Also, setting valid = false is not the right thing to do when you find a condition that indicates a non-match. The loop will still continue and can reset valid to true in a later iteration. You need to immediately return false, as you can already see in your pseudocode.
I want to create a kind of parser of the form:
#include <iostream>
#include <string>
#include <sstream>
#include <cctype>
using namespace std;
bool isValid(istringstream& is)
{
char ch;
is.get(ch); //I know get(ch) is a good start but this is as for as I got :)
.......
....
}
int main()
{
string s;
while(getline(cin,s))
{
istringstream is(s);
cout<<(isValid(is)? "Expression OK" : "Not OK")<<endl;
}
}
A boolean function that returns TRUE if the sequence of char is of the form "5" or "(5+3)" or "((5+3)+6)" or "(((4+2)+1)+6)" ...etc and FALSE for any other case
Basically, an expression will be considered as valid if it is either a single digit or of the form "open parenthesis-single digit-plus sign-single digit-close parenthesis"
Valid Expression = single digit
and
Valid Expression = (Valid Expression + Valid Expression)
Given that there is no limit to the size of the above form (number of opening and closing parenthesis..etc.) I'd like to do that using recursion
Being the newbie that I am.. Thank you for any helpful input!

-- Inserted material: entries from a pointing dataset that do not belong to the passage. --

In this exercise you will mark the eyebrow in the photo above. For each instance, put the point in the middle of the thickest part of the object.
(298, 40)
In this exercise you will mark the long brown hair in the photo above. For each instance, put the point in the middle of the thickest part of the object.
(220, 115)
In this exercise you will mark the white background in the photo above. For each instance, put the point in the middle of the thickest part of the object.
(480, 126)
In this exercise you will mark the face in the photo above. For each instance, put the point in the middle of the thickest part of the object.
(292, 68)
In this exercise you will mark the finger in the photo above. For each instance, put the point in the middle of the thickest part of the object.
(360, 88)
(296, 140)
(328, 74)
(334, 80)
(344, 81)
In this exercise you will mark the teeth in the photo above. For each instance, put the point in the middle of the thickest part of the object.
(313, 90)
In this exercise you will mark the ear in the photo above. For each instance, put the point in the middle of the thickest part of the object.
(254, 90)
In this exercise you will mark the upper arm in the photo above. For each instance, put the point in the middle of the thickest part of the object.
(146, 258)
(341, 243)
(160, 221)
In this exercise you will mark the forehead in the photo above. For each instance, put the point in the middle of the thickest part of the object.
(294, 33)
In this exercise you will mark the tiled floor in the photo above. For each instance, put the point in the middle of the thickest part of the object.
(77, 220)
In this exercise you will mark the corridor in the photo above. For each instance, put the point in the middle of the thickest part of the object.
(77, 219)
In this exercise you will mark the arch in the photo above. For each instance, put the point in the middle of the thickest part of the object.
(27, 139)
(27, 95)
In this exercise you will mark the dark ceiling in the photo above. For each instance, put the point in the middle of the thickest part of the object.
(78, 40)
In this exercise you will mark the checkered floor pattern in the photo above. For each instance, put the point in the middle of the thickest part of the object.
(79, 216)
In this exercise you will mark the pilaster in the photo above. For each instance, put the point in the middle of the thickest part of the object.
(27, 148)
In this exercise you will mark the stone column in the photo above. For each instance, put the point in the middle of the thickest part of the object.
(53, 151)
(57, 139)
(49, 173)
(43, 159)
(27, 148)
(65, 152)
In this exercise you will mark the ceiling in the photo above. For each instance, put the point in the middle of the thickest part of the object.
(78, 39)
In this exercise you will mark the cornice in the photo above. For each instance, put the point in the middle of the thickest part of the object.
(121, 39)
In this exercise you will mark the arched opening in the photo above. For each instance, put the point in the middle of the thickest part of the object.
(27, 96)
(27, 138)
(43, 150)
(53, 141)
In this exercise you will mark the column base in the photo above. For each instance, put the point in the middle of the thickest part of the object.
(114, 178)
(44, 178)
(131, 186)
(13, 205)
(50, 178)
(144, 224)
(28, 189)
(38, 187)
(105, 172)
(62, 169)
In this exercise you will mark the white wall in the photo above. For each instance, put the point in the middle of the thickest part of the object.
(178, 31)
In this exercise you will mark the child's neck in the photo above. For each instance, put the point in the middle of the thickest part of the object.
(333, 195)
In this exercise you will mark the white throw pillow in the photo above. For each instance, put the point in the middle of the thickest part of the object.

To do a recursive solution you're gonna want to read the string into a buffer first, then do something like this:
int expression(char* str) {
if (*str == '(') {
int e1 = expression(str + 1);
if (e1 == -1 || *(str + 1 + e) != '+') {
return -1;
}
int e2 = expression(str + 1 + e + 1);
if (e2 == -1 || *(str + 1 + e + 1 + e2) != ')') {
return -1;
}
return 1 + e1 + 1 + e2 + 1;
}
if (*str >= '0' || *str <= '9') {
return 1;
}
return -1;
}
bool isvalid(char* str) {
int e1 = expression(str);
if (e1 < 0) {
return false;
}
if (e1 == strlen(str)) {
return true;
}
if (*(str + e1) != '+') {
return false;
}
int e2 = expression(str + e1 + 1);
if (e2 < 0) {
return false;
}
return (e1 + 1 + e2 == strlen(str));
}
Basically, the expression function returns the length of the valid expression at it's argument. If it's argument begins with a parenthesis, it gets the length of the expression after that, verifies the plus after that, then verifies the closing parenthesis after the next expression. If the argument begins with a number, return 1. If something is messed up, return -1. Then using that function we can figure out whether or not the string is valid by some sums and the length of the string.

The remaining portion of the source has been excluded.